Namun, seiring berjalannya waktu, dan komersialisasi ketakutan, muatan psikologis dan sosial politik hampir tidak tampak pada kebanyakan film horor. Menurut Jaka, penonton film horor kemudian hanya diberikan sesuatu yang ilusif, yang jauh dari kenyataan, dan membayangkan hal-hal yang sama sekali melecehkan intelektualitas.


Di Indonesia, film horor memang sangat diminati dan memiliki pasar tersendiri.Sebagai medium seni, film pada perjalannya telah menjadi sarana hiburan yang dikonsumsi khalayak.Film yang selayaknya mampu menggambarkan realitas masyarakat seharusnya memiliki aspek edukatif, informatif, dan juga hiburan dalam satu kemasan, namun di Indonesia masih banyak menyajikan karya-karya film yang keluar jauh dari realitas sosialnya, dan minus dengan informasi yang mendidik. Salah satu contohnya ialah di bioskop-bioskop kita masih menjamur film horor yang lebih menonjolkan sisi erotis, ketimbang merepresentasikan realitas sosial masyarakatnya.

Sebut saja film-film berjudul; 'Suster Keramas', 'Arwah Goyang Karawang', 'Pacar Hantu Perawan', 'Pocong Mandi Goyang Pinggul', 'Pacar Hantu Perawan', 'Darah Perawan Bulan Madu', 'Rintihan Kuntilanak Perawan', 'Air Terjun Pengantin', dan sederet judul sejenis. Maraknya beredarnya film horor buatan dalam negeri ini juga menggambarkan bagaimana minat pasar terhadap industri perfilman.

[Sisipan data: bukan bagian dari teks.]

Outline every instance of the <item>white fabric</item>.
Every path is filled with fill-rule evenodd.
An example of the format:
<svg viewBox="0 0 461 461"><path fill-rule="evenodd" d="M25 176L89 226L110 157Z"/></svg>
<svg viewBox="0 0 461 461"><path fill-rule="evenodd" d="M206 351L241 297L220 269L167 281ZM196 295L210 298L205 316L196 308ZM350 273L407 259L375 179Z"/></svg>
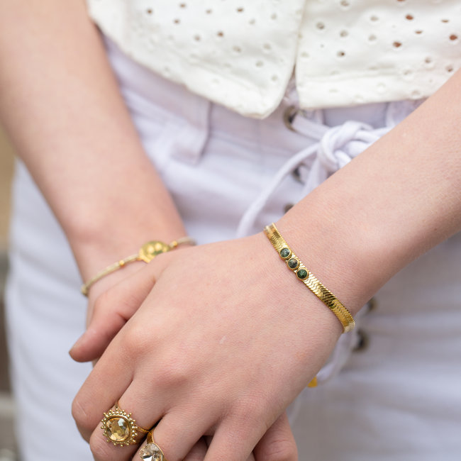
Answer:
<svg viewBox="0 0 461 461"><path fill-rule="evenodd" d="M461 67L457 0L87 1L134 60L245 116L295 67L304 109L418 99Z"/></svg>
<svg viewBox="0 0 461 461"><path fill-rule="evenodd" d="M260 231L303 196L313 164L323 177L413 106L303 113L294 121L301 134L283 124L291 103L265 121L248 120L113 45L109 52L145 150L199 243L235 238L255 201L258 211L245 227ZM307 158L311 150L318 155ZM307 160L299 165L297 155ZM284 174L296 167L301 182ZM282 171L285 177L274 187ZM269 189L261 206L258 196ZM21 460L90 461L70 415L90 367L67 354L84 324L81 281L63 233L21 164L13 192L7 317ZM357 332L342 336L322 372L324 384L306 389L291 410L301 461L459 460L460 260L457 235L391 280L377 295L375 311L362 311L357 321L370 336L367 349L351 352Z"/></svg>

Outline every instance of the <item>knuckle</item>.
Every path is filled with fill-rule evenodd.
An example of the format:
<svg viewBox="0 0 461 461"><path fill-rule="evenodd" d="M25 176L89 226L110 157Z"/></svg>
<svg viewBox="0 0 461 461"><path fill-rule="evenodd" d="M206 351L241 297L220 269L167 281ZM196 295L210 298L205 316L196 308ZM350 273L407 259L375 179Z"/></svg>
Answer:
<svg viewBox="0 0 461 461"><path fill-rule="evenodd" d="M98 460L99 461L102 461L103 460L111 461L114 458L113 447L107 440L101 438L91 438L89 448L95 460Z"/></svg>
<svg viewBox="0 0 461 461"><path fill-rule="evenodd" d="M112 296L111 290L103 291L94 301L93 309L94 311L104 311L108 309L111 305L111 299Z"/></svg>
<svg viewBox="0 0 461 461"><path fill-rule="evenodd" d="M275 438L262 449L261 458L265 461L296 461L298 450L294 440Z"/></svg>
<svg viewBox="0 0 461 461"><path fill-rule="evenodd" d="M89 431L91 428L89 424L89 418L88 413L86 411L78 397L76 397L72 402L72 413L79 428L86 431Z"/></svg>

Pemanfaatan fisik perempuan ini memang menjadi sasaran favorit dalam berbagai media. Dunia periklanan banyak menggunakan daya tarik perempuan sebagai simbol untuk memberikan daya tarik bagi calon konsumennya.Mungkin hal ini juga dilakukan oleh para pembuat film horor erotis, yakni memanfaatkan segala sesuatu yang ada pada tubuh perempuan, dimana dari ujung rambuthingga ujung kaki merupakan komoditas yang menjanjikan. Pada kasus ini, unsur erotisisme akhirnya jadi lebih menonjol dibandingkan dengan unsur horor itu sendiri.

Konstruksi sosial selalu mengatasnamakan tubuh perempuan sebagai simbol kecantikan. Kemudian industri perfilman mampu membaca konstruksi ini dimana perempuan lalu dijadikan objek untuk dijual melalui industri perfilman dalam kemasan film horor. Sejatinya, dalam industri ini pihak yang diuntungkan bukanlah perempuan itu sendiri, melainkan pemegang modal yang terus meraup laba.